Das Ziel der Abkommen ist außerdem, gemeinsame Standards auszuarbeiten. Hier haben Europäer viel zu verlieren - unsere Verbraucherschutz-, Umweltschutz-, und Tierschutzstandards sind wesentlich höher als die der USA. Es ist sehr unwahrscheinlich, dass die US-amerikanischen Standards hochgesetzt werden. Daher wird vermutet, dass sich in den Verhandlungen der kleinste gemeinsame Nenner durchsetzen wird. Die Einzelheiten über die Verhandlungen sind bislang nicht öffentlich, obwohl das CETA-Abkommen mit Kanada bereits 2013 unterzeichnet wurde, werden alle Details geheim gehalten. Klar ist jedoch, dass eine Investorenschutzklausel geplant ist. Mit Hilfe dieser Klausel hätten ausländische Investoren die Möglichkeit, sich in den inländischen Markt zu klagen. So könnten u.a. Genmais, Chlorhühnchen und Klonfleisch den Weg in unsere Supermärkte finden. Wird solchen Produkten der Marktzutritt verweigert, könnten die Konzerne den Staat verklagen. Es drohen Ausgleichzahlungen in Millionenhöhe, die intransparent von Schiedsgerichten festgelegt werden. Die Möglichkeit in Berufung zu gehen gibt es nicht. Ist das Abkommen erst ratifiziert, müssen Änderungen des Abkommens von allen Unterzeichnerstaaten  genehmigt werden. Demokratische Kontrollinstanzen wie zum Beispiel Wahlen könnten nichts mehr verändern, daher ist bei Inkrafttreten der Abkommen unsere Souveränität massiv gefährdet.

Ein Lichtstreif am Horizont?

Besonders die Investorenschutzklausel hat zu einem öffentlichen Aufschrei geführt.
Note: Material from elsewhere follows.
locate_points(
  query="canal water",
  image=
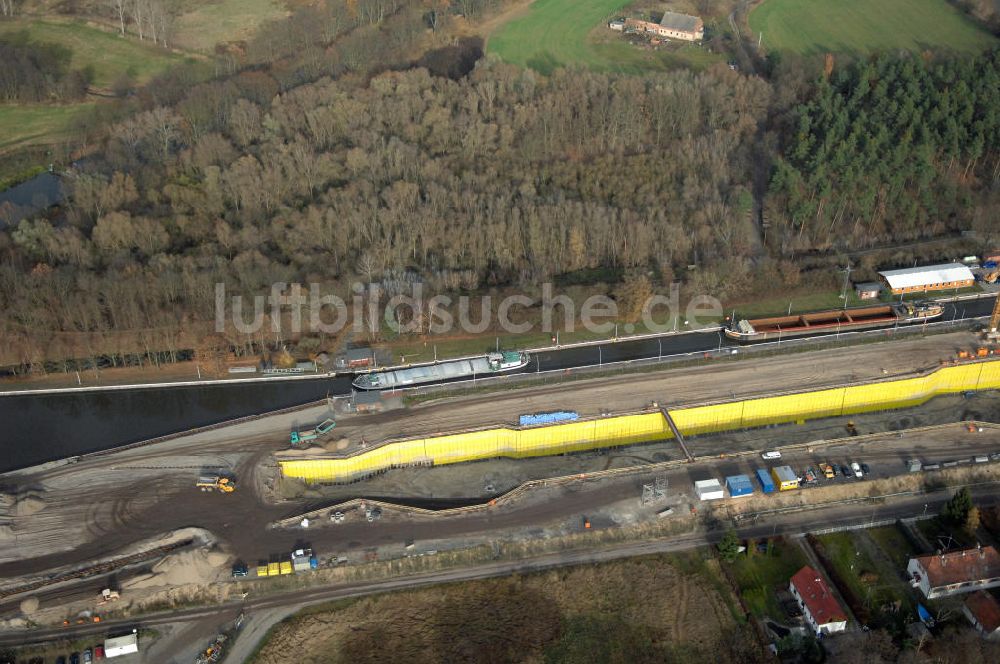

Und die Kritik am Investorenschutz zeigt Wirkung: Die EU setzt die Verhandlungen mit den USA über den Investorenschutz zeitweise aus und will für mehr Transparenz sorgen. Ob dies aber tatsächlich zu einem Schutz unserer Souveränität und unseren Standards führt, ist höchst fraglich. EU-Handelskommissar De Gucht räumt lediglich ein, die Abschnitte des Investorenschutzrechtes zu veröffentlichen und anschließend eine Anhörungsfrist anzubieten.  Die Erfahrungen der Vergangenheit zeigten jedoch, dass solche Konsultationen nur scheindemokratische Finten der EU-Kommission sind, denn am Ende hört sie überhaupt nicht auf die Stimmen der Verbraucher, sondern nur auf die Industrielobbyisten – so geschehen zum Beispiel bei der Reform der Gemeinsamen Agrarpolitik, beim Gesetzesvorschlag über das Klonen zur Nahrungsmittelerzeugung und bei gentechnisch veränderten Organismen (wir berichteten). Da im Mai die Europawahlen anstehen, könnte die Konsultation auch einfach nur eine taktische Beschwichtigung vor der Europawahl darstellen. Die Verhandlungen der gemeinsamen Standards werden dagegen nach wie vor hinter verschlossenen Türen geführt. Nicht einmal die Parlamentarier werden informiert.

PROVIEH fordert die Politik auf, alle Aspekte der Verhandlungen der Öffentlichkeit transparent zugänglich zu machen! Wir haben ein Recht auf Mitbestimmung und fordern, dass die Freihandelsabkommen gestoppt werden, wenn erwartet werden muss, dass uns Bürgern ein Schaden entstehen könnte!